1996 İstanbul Üniversitesi Tıp Fakültesi mezunuyum. Göğüs Cerrahisi uzmanlık eğitimimi Ankara Üniversitesi Tıp Fakültesi’nde tamamladıktan sonra akciğer nakli üzerine eğitim almak amacıyla 3 yıl kadar New York Columbia Üniversitesi’nde bulundum. Halen İnönü Üniversitesi Tıp Fakültesi Göğüs Cerrahisi Anabilim Dalı Başkanı olarak görev yapmaktayım.

Göğüs Cerrahisi ile ilgili üniversitelerimizdeki son durum nedir? Eğitim, uygulama ve araştırma safhasında…

Göğüs Cerrahisi eğitimi zor, bedenen ve manen sorumlulukları ve yükümlülükleri ağır bir branştır. Yeterli maddi karşılığı da olmadığı kanaatiyle TUS sınavında tercih edilmeyen branşlardan biridir. Halbuki, ülkemizde gerek üniversite hastanelerinde gerekse uzmanlaşmış eğitim araştırma hastanelerinde yurt dışı ile eşdeğer yeterlilikte uzmanlık eğitimi verilmektedir. Özellikle akciğer kanseri başta olmak üzere akciğer hastalıklarında görülen artış nedeniyle, yakın gelecekte iyi bir göğüs cerrahına duyulan ihtiyacın giderek artacağı aşikar görünmektedir.

Yeni gelişmelerden de bahseder misiniz?

Gerek göğüs cerrahisi dalında gerekse tıbbın diğer billim dallarında gözle görülür bir ilerleme olduğu görülmektedir. Özellikle hastayı tedavi ederken daha az zarar vermek amacıyla “minimal invazif” olarak adlandırılan girişimsel yöntemler öne çıkmaktadır. Bunlar çoğunlukla, geleneksel olarak tedavide altın standart olarak kabul edilen tedaviler sırasında görülen komplikasyonları en aza indiren endoskopik tedavi yöntemleridir.

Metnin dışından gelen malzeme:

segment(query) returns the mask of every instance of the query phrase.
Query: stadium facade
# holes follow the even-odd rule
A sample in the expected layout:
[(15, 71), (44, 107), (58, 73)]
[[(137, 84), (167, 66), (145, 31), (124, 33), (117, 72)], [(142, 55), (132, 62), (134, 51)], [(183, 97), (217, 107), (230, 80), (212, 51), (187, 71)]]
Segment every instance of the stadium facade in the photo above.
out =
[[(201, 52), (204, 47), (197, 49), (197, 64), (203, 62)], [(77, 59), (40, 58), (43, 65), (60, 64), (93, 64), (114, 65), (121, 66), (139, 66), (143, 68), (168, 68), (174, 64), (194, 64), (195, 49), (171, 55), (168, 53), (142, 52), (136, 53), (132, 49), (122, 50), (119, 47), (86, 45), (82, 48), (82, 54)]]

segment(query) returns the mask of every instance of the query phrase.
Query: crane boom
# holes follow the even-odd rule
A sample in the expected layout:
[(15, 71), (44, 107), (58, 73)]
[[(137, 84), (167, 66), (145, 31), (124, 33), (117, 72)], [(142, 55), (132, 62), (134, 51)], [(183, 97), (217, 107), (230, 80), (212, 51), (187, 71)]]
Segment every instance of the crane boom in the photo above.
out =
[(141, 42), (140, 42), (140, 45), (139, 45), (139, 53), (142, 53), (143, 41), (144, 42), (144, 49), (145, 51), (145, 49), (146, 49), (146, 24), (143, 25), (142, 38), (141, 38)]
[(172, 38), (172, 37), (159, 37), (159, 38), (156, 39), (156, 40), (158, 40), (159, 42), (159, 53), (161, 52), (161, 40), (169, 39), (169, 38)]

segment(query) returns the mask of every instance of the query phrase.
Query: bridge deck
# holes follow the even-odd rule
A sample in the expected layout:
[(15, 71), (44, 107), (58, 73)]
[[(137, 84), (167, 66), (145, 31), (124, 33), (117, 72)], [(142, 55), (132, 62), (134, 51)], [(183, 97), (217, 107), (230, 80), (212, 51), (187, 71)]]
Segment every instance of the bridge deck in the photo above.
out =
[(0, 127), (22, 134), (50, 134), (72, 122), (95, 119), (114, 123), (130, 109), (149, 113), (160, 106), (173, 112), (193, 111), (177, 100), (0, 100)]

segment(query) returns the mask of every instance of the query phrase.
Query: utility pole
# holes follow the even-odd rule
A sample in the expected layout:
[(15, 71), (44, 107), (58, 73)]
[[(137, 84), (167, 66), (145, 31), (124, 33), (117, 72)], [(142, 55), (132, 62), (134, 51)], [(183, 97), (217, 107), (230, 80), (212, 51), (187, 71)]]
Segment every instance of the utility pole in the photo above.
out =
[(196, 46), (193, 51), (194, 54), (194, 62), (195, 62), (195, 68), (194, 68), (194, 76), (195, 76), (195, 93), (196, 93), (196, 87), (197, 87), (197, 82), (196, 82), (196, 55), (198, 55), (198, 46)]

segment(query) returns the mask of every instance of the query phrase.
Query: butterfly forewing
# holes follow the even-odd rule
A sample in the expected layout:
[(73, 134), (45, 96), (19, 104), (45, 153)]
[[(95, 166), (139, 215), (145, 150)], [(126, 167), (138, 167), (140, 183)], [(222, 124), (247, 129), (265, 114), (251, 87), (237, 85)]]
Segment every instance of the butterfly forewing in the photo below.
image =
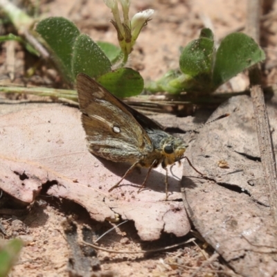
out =
[(121, 101), (84, 74), (78, 75), (77, 88), (92, 153), (114, 161), (136, 162), (152, 151), (149, 136)]

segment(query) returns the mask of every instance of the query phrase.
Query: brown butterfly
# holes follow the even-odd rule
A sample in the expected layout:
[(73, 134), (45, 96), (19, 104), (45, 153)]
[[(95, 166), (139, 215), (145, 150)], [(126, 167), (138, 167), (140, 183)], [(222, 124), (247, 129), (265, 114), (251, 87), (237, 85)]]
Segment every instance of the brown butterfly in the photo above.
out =
[(148, 168), (140, 191), (151, 170), (161, 163), (166, 169), (167, 196), (167, 166), (183, 158), (187, 147), (185, 143), (164, 132), (159, 123), (125, 104), (84, 73), (77, 76), (77, 89), (89, 150), (108, 160), (132, 164), (109, 191), (116, 188), (135, 167)]

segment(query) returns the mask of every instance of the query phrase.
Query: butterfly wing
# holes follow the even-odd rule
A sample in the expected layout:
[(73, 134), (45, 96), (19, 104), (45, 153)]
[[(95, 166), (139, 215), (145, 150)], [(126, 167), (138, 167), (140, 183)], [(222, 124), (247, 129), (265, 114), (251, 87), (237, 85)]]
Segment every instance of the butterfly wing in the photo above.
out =
[(85, 74), (77, 76), (82, 122), (93, 154), (136, 162), (152, 150), (145, 131), (119, 99)]

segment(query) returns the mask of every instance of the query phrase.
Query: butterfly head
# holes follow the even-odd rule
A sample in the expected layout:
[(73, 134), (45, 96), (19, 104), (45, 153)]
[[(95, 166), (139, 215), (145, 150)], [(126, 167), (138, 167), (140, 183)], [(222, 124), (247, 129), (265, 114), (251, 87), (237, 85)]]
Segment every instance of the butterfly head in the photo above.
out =
[(179, 161), (184, 156), (187, 145), (180, 138), (171, 136), (164, 141), (162, 151), (164, 159), (162, 162), (163, 168)]

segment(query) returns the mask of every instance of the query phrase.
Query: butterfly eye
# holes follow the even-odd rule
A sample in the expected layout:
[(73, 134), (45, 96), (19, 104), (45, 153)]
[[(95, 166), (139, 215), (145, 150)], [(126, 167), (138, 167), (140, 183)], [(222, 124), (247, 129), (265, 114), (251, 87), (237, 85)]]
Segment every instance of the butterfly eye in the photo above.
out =
[(166, 145), (163, 148), (163, 151), (166, 154), (172, 154), (173, 153), (173, 148), (172, 146), (170, 144), (168, 144)]

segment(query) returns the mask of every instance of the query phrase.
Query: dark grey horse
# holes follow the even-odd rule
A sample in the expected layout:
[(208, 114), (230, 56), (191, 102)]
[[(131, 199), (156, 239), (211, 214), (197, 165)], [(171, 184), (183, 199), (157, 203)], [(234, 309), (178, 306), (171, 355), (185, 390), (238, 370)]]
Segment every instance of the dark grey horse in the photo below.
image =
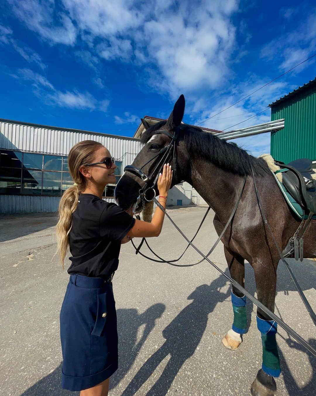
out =
[[(267, 308), (274, 310), (276, 268), (280, 256), (258, 208), (252, 179), (252, 168), (262, 207), (274, 236), (281, 251), (299, 224), (285, 202), (265, 162), (249, 155), (233, 143), (221, 140), (200, 128), (181, 123), (185, 106), (183, 95), (178, 99), (166, 122), (149, 127), (143, 133), (145, 145), (133, 163), (150, 174), (159, 157), (154, 157), (170, 139), (158, 130), (177, 136), (176, 168), (173, 185), (182, 181), (192, 186), (215, 213), (213, 223), (219, 235), (227, 222), (246, 180), (243, 196), (230, 225), (222, 241), (231, 276), (245, 286), (245, 261), (254, 271), (258, 298)], [(171, 156), (166, 162), (171, 163)], [(119, 205), (128, 209), (136, 202), (143, 182), (126, 172), (115, 190)], [(156, 192), (158, 194), (157, 187)], [(140, 204), (139, 209), (141, 204)], [(316, 257), (316, 221), (312, 221), (304, 237), (305, 257)], [(237, 348), (245, 332), (245, 297), (233, 286), (232, 303), (234, 323), (223, 339), (230, 349)], [(274, 394), (276, 384), (274, 377), (280, 375), (278, 352), (275, 341), (276, 326), (260, 308), (257, 310), (257, 325), (261, 334), (263, 350), (262, 368), (258, 372), (251, 388), (253, 395)]]

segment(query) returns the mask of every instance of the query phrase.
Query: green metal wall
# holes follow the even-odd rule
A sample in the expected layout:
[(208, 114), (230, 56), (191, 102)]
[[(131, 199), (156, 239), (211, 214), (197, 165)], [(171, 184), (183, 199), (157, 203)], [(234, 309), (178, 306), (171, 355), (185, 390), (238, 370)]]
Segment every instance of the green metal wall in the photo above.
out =
[(271, 120), (285, 119), (271, 134), (271, 155), (286, 164), (298, 158), (316, 160), (316, 88), (290, 97), (271, 109)]

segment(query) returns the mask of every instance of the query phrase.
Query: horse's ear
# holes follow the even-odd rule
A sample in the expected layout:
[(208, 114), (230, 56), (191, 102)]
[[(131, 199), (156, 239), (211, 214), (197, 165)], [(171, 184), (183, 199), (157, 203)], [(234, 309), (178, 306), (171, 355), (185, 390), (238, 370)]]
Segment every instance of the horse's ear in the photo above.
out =
[(180, 95), (179, 99), (175, 103), (173, 110), (168, 118), (166, 125), (171, 129), (173, 129), (175, 127), (179, 126), (183, 118), (184, 107), (185, 107), (184, 97), (183, 95)]
[(144, 118), (141, 118), (141, 123), (145, 127), (145, 129), (148, 129), (150, 126), (146, 120), (144, 120)]

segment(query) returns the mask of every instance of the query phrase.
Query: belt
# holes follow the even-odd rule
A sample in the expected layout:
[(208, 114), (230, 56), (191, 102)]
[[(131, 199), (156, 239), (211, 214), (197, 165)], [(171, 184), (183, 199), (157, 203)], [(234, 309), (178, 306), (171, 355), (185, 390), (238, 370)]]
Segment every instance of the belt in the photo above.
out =
[(103, 287), (105, 284), (111, 283), (114, 275), (114, 272), (113, 272), (108, 278), (102, 278), (86, 276), (79, 274), (71, 274), (69, 280), (73, 284), (82, 287), (94, 289)]

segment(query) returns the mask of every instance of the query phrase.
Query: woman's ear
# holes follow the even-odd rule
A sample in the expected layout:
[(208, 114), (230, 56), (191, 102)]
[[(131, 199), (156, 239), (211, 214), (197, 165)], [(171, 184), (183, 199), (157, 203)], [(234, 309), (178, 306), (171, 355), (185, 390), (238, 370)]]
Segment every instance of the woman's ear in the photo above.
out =
[(88, 179), (90, 179), (91, 177), (91, 175), (89, 173), (88, 168), (86, 166), (81, 166), (79, 168), (79, 171), (82, 175), (84, 176), (85, 177), (87, 177)]

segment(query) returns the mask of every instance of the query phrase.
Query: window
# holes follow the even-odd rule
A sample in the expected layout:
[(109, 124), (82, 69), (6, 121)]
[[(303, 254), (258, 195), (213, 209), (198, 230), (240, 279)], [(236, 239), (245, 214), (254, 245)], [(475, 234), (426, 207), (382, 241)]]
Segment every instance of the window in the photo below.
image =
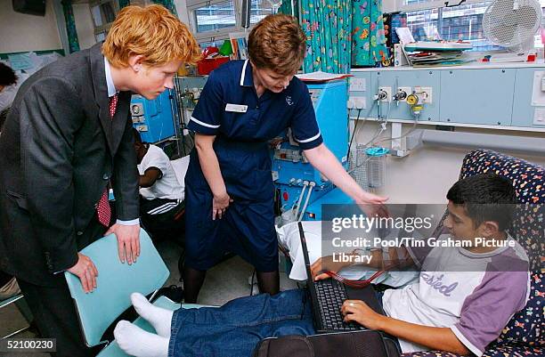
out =
[(250, 24), (256, 24), (265, 16), (274, 13), (272, 6), (274, 6), (274, 11), (276, 11), (278, 10), (277, 6), (280, 4), (281, 4), (281, 2), (278, 0), (252, 0)]
[(207, 4), (192, 12), (197, 33), (236, 26), (232, 0)]
[(94, 38), (104, 41), (106, 34), (119, 11), (117, 0), (95, 0), (89, 4), (91, 17), (94, 27)]
[[(461, 5), (452, 7), (444, 7), (444, 2), (442, 1), (401, 1), (401, 10), (407, 12), (407, 26), (417, 41), (439, 38), (449, 41), (463, 40), (473, 45), (472, 51), (501, 49), (489, 42), (483, 31), (483, 16), (492, 1), (468, 0)], [(543, 12), (545, 0), (540, 1)], [(543, 46), (541, 36), (536, 36), (535, 45)]]
[[(281, 4), (280, 0), (249, 1), (250, 25), (273, 13), (274, 6)], [(211, 44), (221, 45), (230, 33), (245, 31), (241, 26), (242, 0), (187, 0), (187, 3), (191, 26), (202, 48)]]

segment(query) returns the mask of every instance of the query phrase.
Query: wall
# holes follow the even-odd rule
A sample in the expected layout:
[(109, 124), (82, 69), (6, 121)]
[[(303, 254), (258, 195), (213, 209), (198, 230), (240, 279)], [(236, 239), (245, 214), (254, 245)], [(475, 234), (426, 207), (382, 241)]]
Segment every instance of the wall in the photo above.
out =
[(89, 4), (73, 4), (72, 9), (74, 10), (74, 21), (76, 22), (79, 48), (85, 50), (96, 44)]
[[(375, 122), (366, 122), (362, 126), (360, 125), (353, 148), (355, 147), (356, 142), (368, 142), (377, 133), (378, 125)], [(403, 133), (411, 126), (412, 125), (403, 126)], [(424, 129), (433, 128), (429, 126), (419, 126)], [(532, 134), (523, 132), (461, 128), (457, 128), (456, 131), (535, 136), (544, 138), (545, 142), (543, 133)], [(389, 126), (380, 137), (391, 137)], [(381, 144), (389, 147), (390, 142), (386, 141)], [(424, 146), (413, 150), (405, 158), (388, 157), (386, 183), (383, 188), (378, 189), (377, 193), (388, 196), (390, 203), (444, 203), (446, 192), (458, 180), (462, 159), (468, 151), (470, 150)], [(525, 156), (508, 151), (504, 153), (545, 166), (543, 157)]]
[(62, 48), (53, 2), (46, 1), (45, 16), (15, 12), (9, 0), (0, 0), (0, 53)]
[(382, 0), (382, 12), (394, 12), (397, 9), (397, 0)]

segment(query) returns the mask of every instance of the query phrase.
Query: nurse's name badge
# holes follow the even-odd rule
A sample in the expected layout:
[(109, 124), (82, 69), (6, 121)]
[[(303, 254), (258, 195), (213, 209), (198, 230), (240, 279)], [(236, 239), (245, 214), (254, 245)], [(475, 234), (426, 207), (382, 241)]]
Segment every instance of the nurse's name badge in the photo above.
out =
[(230, 104), (225, 105), (225, 111), (235, 111), (237, 113), (246, 113), (248, 105)]

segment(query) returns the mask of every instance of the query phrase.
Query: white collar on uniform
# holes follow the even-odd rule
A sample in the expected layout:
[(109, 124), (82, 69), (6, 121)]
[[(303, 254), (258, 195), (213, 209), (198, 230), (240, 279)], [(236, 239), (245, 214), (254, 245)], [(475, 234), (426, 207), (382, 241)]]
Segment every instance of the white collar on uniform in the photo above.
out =
[(110, 62), (104, 57), (104, 72), (106, 72), (106, 85), (108, 86), (108, 98), (116, 95), (118, 91), (113, 84), (113, 78), (111, 77), (111, 71), (110, 69)]
[(248, 66), (248, 61), (249, 60), (246, 60), (244, 61), (244, 66), (242, 66), (242, 73), (240, 74), (240, 85), (244, 85), (244, 80), (246, 79), (246, 66)]

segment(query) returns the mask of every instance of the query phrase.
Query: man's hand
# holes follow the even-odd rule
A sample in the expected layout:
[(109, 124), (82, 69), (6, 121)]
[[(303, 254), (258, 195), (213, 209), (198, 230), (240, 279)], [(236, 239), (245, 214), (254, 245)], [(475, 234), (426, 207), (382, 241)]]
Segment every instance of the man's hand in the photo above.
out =
[(126, 262), (130, 264), (136, 263), (136, 257), (140, 256), (140, 225), (123, 225), (116, 223), (110, 227), (105, 236), (114, 233), (118, 239), (118, 253), (121, 263)]
[(348, 265), (350, 265), (349, 263), (334, 262), (332, 256), (322, 256), (318, 258), (318, 260), (311, 265), (311, 272), (315, 280), (321, 280), (323, 279), (329, 279), (329, 276), (321, 272), (325, 271), (338, 272), (338, 271)]
[(232, 199), (229, 197), (227, 192), (224, 192), (219, 196), (214, 195), (212, 200), (212, 220), (216, 220), (216, 216), (218, 219), (222, 219), (231, 202), (232, 202)]
[(382, 329), (384, 316), (375, 312), (362, 300), (346, 300), (341, 312), (345, 322), (355, 321), (370, 329)]
[(67, 269), (67, 271), (79, 278), (79, 281), (81, 281), (81, 285), (85, 294), (96, 288), (98, 271), (91, 258), (87, 256), (77, 253), (77, 263), (71, 268)]

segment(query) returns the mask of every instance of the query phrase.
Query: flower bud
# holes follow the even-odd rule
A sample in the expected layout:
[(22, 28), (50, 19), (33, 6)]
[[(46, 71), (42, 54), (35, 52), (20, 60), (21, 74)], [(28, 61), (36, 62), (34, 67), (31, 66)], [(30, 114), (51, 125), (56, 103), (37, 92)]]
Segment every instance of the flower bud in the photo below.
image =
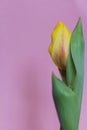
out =
[(66, 69), (70, 37), (71, 33), (68, 28), (62, 22), (58, 22), (51, 34), (48, 51), (60, 70)]

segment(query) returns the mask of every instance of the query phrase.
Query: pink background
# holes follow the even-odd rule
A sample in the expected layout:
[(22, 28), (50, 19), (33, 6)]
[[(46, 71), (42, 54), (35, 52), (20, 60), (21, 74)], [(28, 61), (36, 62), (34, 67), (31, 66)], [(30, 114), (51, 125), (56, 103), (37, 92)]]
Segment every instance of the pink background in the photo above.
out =
[[(86, 0), (0, 0), (0, 130), (59, 130), (52, 99), (47, 48), (54, 25), (72, 31), (82, 17), (87, 42)], [(79, 130), (87, 130), (87, 44)]]

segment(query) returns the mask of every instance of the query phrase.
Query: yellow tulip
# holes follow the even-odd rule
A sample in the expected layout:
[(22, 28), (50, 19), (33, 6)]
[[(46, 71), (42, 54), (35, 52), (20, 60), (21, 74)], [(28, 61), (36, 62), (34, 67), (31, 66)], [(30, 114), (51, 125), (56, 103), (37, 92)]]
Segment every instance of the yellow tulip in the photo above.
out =
[(68, 28), (62, 22), (58, 22), (51, 34), (51, 44), (48, 51), (60, 70), (66, 68), (70, 37), (71, 33)]

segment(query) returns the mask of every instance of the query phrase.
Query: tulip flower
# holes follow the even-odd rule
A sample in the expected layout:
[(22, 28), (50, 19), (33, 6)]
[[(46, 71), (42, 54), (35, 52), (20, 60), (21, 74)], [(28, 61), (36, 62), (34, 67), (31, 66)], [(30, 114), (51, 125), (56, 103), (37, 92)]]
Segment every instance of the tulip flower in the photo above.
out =
[(48, 51), (54, 63), (61, 70), (66, 68), (70, 36), (70, 31), (62, 22), (57, 23), (51, 35), (52, 41)]
[(52, 96), (60, 130), (78, 130), (84, 78), (84, 37), (81, 19), (72, 33), (59, 22), (51, 36), (48, 51), (62, 77), (60, 80), (52, 73)]

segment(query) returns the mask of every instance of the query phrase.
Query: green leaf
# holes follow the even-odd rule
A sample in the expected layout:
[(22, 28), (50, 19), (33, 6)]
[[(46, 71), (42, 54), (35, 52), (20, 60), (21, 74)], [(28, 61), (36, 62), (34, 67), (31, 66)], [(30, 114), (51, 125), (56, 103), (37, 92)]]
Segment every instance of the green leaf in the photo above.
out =
[(78, 20), (71, 35), (66, 76), (68, 84), (72, 86), (72, 90), (78, 95), (80, 111), (84, 77), (84, 38), (81, 19)]
[(62, 130), (78, 130), (77, 95), (52, 74), (52, 93)]

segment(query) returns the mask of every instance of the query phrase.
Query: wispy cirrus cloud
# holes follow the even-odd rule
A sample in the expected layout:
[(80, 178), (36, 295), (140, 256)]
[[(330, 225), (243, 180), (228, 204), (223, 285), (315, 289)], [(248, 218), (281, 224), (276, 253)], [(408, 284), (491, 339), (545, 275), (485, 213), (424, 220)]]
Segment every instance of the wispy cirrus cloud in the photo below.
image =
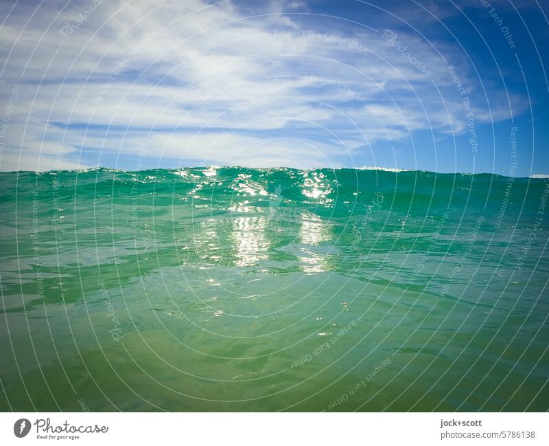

Akciğer kanseri veya bronşiektazi gibi tedavi için akciğerin bir kısmının çıkarılmasını gerektiren ameliyatlarda kullanılan video yardımlı kapalı teknikler, benzer şekilde KOAH hastalarında uygulanan bronkoskopik hacim küçültücü yöntemler bunlara örnek olarak verilebilir. İnönü Üniversitesi Turgut Özal Tıp Merkezi’nde olduğu gibi belli başlı merkezlerde bu minimal invazif yöntemler hemen tüm akciğer hastalıklarında uygulanabilmektedir.

Dünyada ölümlere sebep olan hastalıklar sırasında 3.Türkiye’de ise 4. sırada olan Kronik Obstrüktif Akciğer Hastalığı (KOAH) nedir?

İstatistiklerin yaşamı bu denli tehdit ettiğini gösterdiği bu hastalıkla ilgili belki de söylenmesi gereken en önemli nokta bu hastalığın önlenebilir ve tedavi edilebilir bir hastalık olduğudur. Zararlı duman ve toz parçacıklarının uzun yıllar solunması ile gelişmektedir. Bu maruziyet sonucunda hava yollarında oluşan iltihabi yanıt ilerleyici hastalığa neden olmakta ve uzun vadede diğer organ sistemlerini de etkilemektedir.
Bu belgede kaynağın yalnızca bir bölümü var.